On the other side of the same coin, Phlox is perplexed by human emotion, particularly compassion. Humans have the ability to feel compassion even for fictional characters, he observes. And yet, with all his observation of human emotion, he expects Cutler to be shocked and disgusted at the revelation that Denobulans have multiple mates, and he's completely wrong. In the end, Phlox and Cutler come to the conclusion that the best thing for them to do is explore a friendship that will exchange their cultures with each other. This is a very nice conclusion, and it's extremely Phlox.

Strange New Worlds:

The alien planet was called Valakis. It's the first planet in a while. Not a whole lot new here, though.

New Life and New Civilizations:

Both the Valakians and the Menk felt like fairly realistic cultures. Their reactions to their situations were exactly as you'd expect them to be. No complaints here.


-I really loved the scene where Phlox and Hoshi practice speaking Denobulan. Hoshi and Phlox are my favorite pair of friends on this show.

-This is the first mention of the Ferengi on Enterprise. It is not the first chronological mention, however, due to the events of DS9's 'Little Green Men.'

-Precious little of Trip in this one. It was fun to see him bawling his eyes out at For Whom the Bell Tolls.

-Likewise, I don't think Travis or Malcolm even had any lines. It helped keep the focus, though, and that focus was Phlox, so I'll let it slide.

-I like that the Crewmen aboard Enterprise are recurring. It helps the ship feel like a contained whole, and it avoids the 'random important crew member we've never seen before' issue from TNG. Plus, I like Cutler.

-This is the second episode in Enterprise's first season to wrestle with the problem of the Prime Directive. I smell a series theme.


Cutler: "They don't have movies where you come from, do they?"
Phlox: "We had something similar a few hundred years ago, but they lost their appeal when people discovered their real lives were more interesting."

Phlox: "It's remarkable, Doctor. Even fictional characters seem to elicit human compassion. My shipmates have calmly faced any number of dangers, and yet even a simple movie can bring tears to their eyes."

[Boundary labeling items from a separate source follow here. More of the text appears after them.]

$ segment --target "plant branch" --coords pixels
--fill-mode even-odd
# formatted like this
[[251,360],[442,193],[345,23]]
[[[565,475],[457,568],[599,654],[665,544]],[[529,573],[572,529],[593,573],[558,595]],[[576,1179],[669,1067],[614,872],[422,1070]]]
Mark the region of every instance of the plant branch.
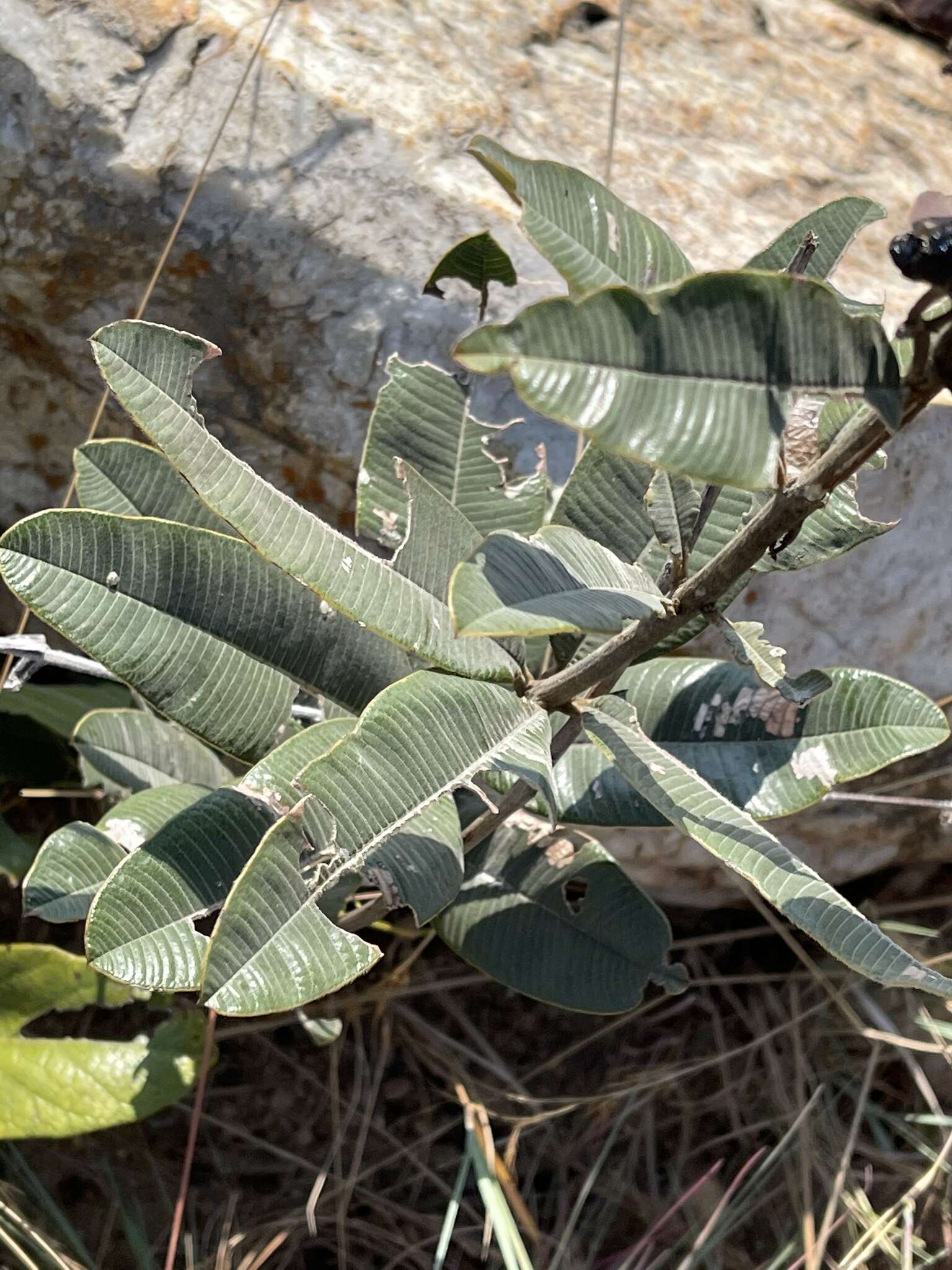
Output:
[[[934,376],[908,386],[904,425],[929,404],[938,387]],[[636,658],[716,605],[767,551],[795,535],[806,518],[823,507],[831,490],[858,471],[889,437],[889,429],[876,415],[861,418],[857,425],[844,428],[793,485],[777,490],[770,502],[712,560],[682,583],[671,597],[673,613],[652,615],[627,626],[589,657],[533,683],[527,696],[546,710],[560,710],[574,697],[586,693],[593,685],[608,691],[604,683],[611,686]]]

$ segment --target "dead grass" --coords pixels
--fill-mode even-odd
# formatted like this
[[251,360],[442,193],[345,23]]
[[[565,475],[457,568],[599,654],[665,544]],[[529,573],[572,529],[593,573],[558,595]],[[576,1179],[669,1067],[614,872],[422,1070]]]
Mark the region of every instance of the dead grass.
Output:
[[[923,894],[949,889],[951,870],[923,875]],[[918,954],[947,946],[941,906],[897,907],[937,930],[900,933]],[[537,1270],[952,1265],[952,1066],[924,998],[817,965],[812,947],[805,966],[758,923],[675,913],[679,933],[693,927],[679,955],[694,987],[614,1019],[390,939],[333,1003],[335,1045],[315,1048],[296,1020],[221,1020],[179,1264],[428,1270],[466,1149],[465,1090]],[[187,1113],[20,1144],[32,1173],[11,1177],[11,1206],[63,1246],[39,1184],[96,1267],[157,1264]],[[446,1265],[482,1264],[484,1236],[470,1179]]]

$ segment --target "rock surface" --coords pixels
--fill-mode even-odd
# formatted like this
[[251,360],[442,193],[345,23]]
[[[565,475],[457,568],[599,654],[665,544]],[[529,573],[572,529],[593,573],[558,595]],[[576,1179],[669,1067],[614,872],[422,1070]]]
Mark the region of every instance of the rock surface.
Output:
[[[62,497],[99,392],[85,340],[135,311],[268,9],[0,0],[0,523]],[[522,281],[490,316],[555,290],[466,138],[600,174],[616,36],[592,4],[286,0],[147,311],[223,349],[198,394],[232,448],[349,523],[386,357],[446,361],[475,316],[461,291],[420,295],[439,255],[498,235]],[[942,62],[829,0],[642,0],[613,185],[701,267],[741,263],[828,199],[876,198],[890,218],[836,281],[895,323],[916,288],[889,239],[924,187],[952,188]],[[523,413],[501,384],[480,392],[485,418]],[[864,478],[866,509],[897,530],[743,605],[797,668],[852,660],[952,692],[951,427],[933,411]],[[100,434],[124,432],[110,408]],[[574,438],[523,433],[564,476]]]

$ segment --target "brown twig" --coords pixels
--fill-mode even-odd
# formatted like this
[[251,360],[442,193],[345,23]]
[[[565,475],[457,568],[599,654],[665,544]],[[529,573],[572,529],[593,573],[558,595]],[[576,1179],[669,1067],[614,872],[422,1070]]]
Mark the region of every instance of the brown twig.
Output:
[[202,1105],[204,1104],[204,1088],[208,1083],[208,1068],[212,1062],[212,1041],[215,1040],[215,1021],[218,1016],[213,1010],[208,1011],[208,1022],[204,1029],[204,1045],[202,1046],[202,1066],[198,1069],[198,1085],[195,1086],[195,1101],[192,1104],[192,1115],[188,1121],[188,1139],[185,1140],[185,1158],[182,1161],[182,1176],[179,1177],[179,1193],[175,1196],[175,1210],[171,1218],[171,1231],[169,1231],[169,1247],[165,1250],[165,1270],[173,1270],[175,1253],[179,1248],[179,1236],[182,1234],[182,1222],[185,1215],[185,1200],[188,1199],[188,1185],[192,1179],[192,1161],[195,1158],[195,1142],[198,1140],[198,1123],[202,1119]]

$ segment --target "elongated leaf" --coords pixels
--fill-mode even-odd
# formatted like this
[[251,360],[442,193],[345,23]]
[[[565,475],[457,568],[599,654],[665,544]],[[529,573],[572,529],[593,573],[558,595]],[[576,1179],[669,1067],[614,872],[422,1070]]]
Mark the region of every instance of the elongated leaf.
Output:
[[649,982],[684,987],[664,913],[594,842],[531,845],[504,827],[467,855],[437,930],[494,979],[564,1010],[616,1013]]
[[0,946],[0,1038],[51,1010],[114,1008],[132,1001],[128,988],[109,983],[80,956],[50,944]]
[[131,706],[129,690],[121,683],[24,683],[0,696],[3,714],[25,715],[57,737],[70,740],[76,724],[90,710]]
[[102,829],[74,820],[51,833],[23,885],[23,912],[44,922],[79,922],[126,850]]
[[185,1095],[204,1034],[198,1016],[132,1041],[19,1035],[50,1010],[116,1007],[127,989],[42,944],[0,949],[0,1138],[65,1138],[141,1120]]
[[[348,709],[363,706],[410,671],[400,649],[355,622],[329,613],[312,591],[268,564],[237,538],[171,521],[100,512],[51,512],[42,560],[102,583],[141,607],[140,622],[170,618],[184,635],[199,631],[283,672]],[[58,518],[58,519],[57,519]],[[175,584],[170,585],[170,579]],[[65,610],[75,626],[83,613]],[[133,625],[131,636],[137,627]],[[183,659],[183,674],[188,662]]]
[[575,168],[522,159],[489,137],[473,137],[468,154],[522,207],[523,232],[574,296],[619,282],[664,286],[692,272],[660,225]]
[[833,679],[823,671],[805,671],[796,679],[790,679],[783,660],[784,649],[764,639],[762,622],[731,622],[718,617],[717,626],[741,665],[749,665],[762,683],[777,688],[787,701],[805,706],[833,687]]
[[482,535],[409,464],[399,460],[409,495],[409,526],[393,568],[418,587],[446,601],[449,575],[472,555]]
[[36,847],[0,815],[0,878],[5,878],[10,886],[19,886],[36,853]]
[[385,688],[300,777],[336,822],[340,862],[329,884],[479,772],[509,771],[550,789],[550,739],[545,711],[496,685],[418,671]]
[[198,988],[207,936],[194,919],[217,908],[275,820],[256,799],[213,790],[109,875],[86,919],[86,955],[140,988]]
[[481,535],[532,533],[546,513],[546,475],[515,483],[490,451],[508,425],[480,423],[468,392],[435,366],[391,357],[377,396],[357,479],[357,531],[385,546],[406,533],[406,488],[393,467],[402,458],[458,508]]
[[197,530],[234,535],[209,512],[169,460],[141,441],[88,441],[74,453],[80,507],[117,516],[155,516]]
[[168,326],[119,321],[96,331],[93,351],[142,431],[268,560],[345,616],[443,669],[503,682],[518,676],[498,645],[454,640],[444,605],[298,507],[211,436],[192,396],[192,376],[217,356],[213,344]]
[[[875,221],[886,216],[886,208],[868,198],[838,198],[833,203],[817,207],[786,229],[763,251],[748,262],[748,269],[786,269],[807,234],[816,236],[816,251],[807,262],[807,278],[828,278],[843,259],[849,244]],[[853,314],[872,314],[880,316],[882,305],[864,305],[857,300],[840,296],[840,302]]]
[[[197,988],[207,940],[194,918],[221,906],[264,833],[298,800],[293,781],[301,770],[353,723],[327,720],[292,737],[237,789],[208,794],[128,856],[90,909],[90,960],[122,982]],[[326,819],[315,814],[314,827],[320,831]]]
[[335,926],[301,876],[303,805],[261,839],[208,946],[203,996],[223,1015],[306,1005],[368,970],[380,949]]
[[900,423],[896,359],[871,318],[823,283],[708,273],[640,296],[543,300],[454,348],[472,371],[508,371],[523,400],[627,458],[716,485],[776,485],[793,389],[862,394]]
[[905,952],[772,833],[656,745],[631,706],[600,697],[584,715],[589,737],[671,824],[751,883],[828,952],[877,983],[948,997],[952,979]]
[[[294,686],[174,611],[162,612],[151,599],[137,597],[136,592],[169,597],[173,610],[187,606],[189,597],[199,605],[208,598],[207,591],[202,596],[192,591],[188,574],[156,574],[142,554],[127,556],[124,564],[109,551],[110,544],[118,547],[114,533],[122,536],[121,526],[147,523],[165,522],[99,512],[41,512],[0,538],[0,573],[43,621],[121,679],[135,683],[162,714],[227,753],[259,757],[291,716]],[[114,564],[123,568],[124,582]],[[178,579],[174,587],[173,577]]]
[[81,921],[127,852],[141,847],[207,792],[199,785],[162,785],[124,799],[96,826],[74,820],[56,829],[24,879],[24,914],[44,922]]
[[490,533],[457,565],[449,607],[459,635],[559,635],[619,631],[663,613],[654,580],[605,547],[564,526],[532,538]]
[[683,574],[691,555],[691,537],[701,509],[701,490],[687,476],[656,471],[645,491],[645,507],[655,537]]
[[[745,667],[707,658],[645,662],[617,691],[656,744],[765,820],[948,737],[942,711],[909,685],[872,671],[826,673],[833,687],[802,709]],[[665,823],[595,745],[576,742],[555,765],[555,784],[565,822]]]
[[201,740],[145,710],[93,710],[72,734],[83,780],[109,794],[160,785],[227,785],[232,773]]
[[504,287],[514,287],[517,282],[513,262],[491,234],[473,234],[451,246],[426,279],[423,293],[442,300],[443,292],[437,283],[444,278],[459,278],[481,295],[486,293],[490,282]]
[[406,904],[418,926],[447,907],[463,880],[463,836],[449,794],[391,833],[363,866],[391,908]]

Hoshi, in Denobulan: "Eggplant's not a vegetable, it's a nostril."

Hoshi, in Denobulan: "I think you make a very cute washboard."

Phlox: "You need to know that my culture is different."
Cutler: "That doesn't matter."
Phlox: "It doesn't? This culture's different. That seems to matter to you a great deal."

Archer: "We could... stay and help them."
T'Pol: "The Vulcans stayed to help Earth 90 years ago. We're still there."
Archer: "I never thought I'd say this, but... I'm beginning to understand how the Vulcans must have felt."

Archer: "To hell with nature. You're a doctor. You have a moral obligation to help people who are suffering."

Phlox: "Forgive me for saying so, but I believe your compassion for these people is clouding your judgment."
Archer: "My compassion guides my judgment."

5.5 out of 6 Prime Directive arguments. While it doesn't make this a bad episode, I can't justify six stars because of the unethical conclusion.

CoramDeo does not feel ready to tackle gerunds.

1 comment:

  1. I so agree that this is the first really outstanding episode of this show. When I first saw it, I was wildly impressed with its moral complexity and disturbing conclusion. I picked up on the Neanderthal/Menk thing fairly early and could see where the plot was going, but I was still surprised by the ending, and by the choice Archer had to make.

    Phlox didn't seem to have much difficulty in deciding what to do with his cure; his difficulty was in deciding whether or not Archer was worthy of his trust. Archer had an even more difficult decision, though; he just got a huge wake-up call.

    Terrific review, CoramDeo, of a complicated episode.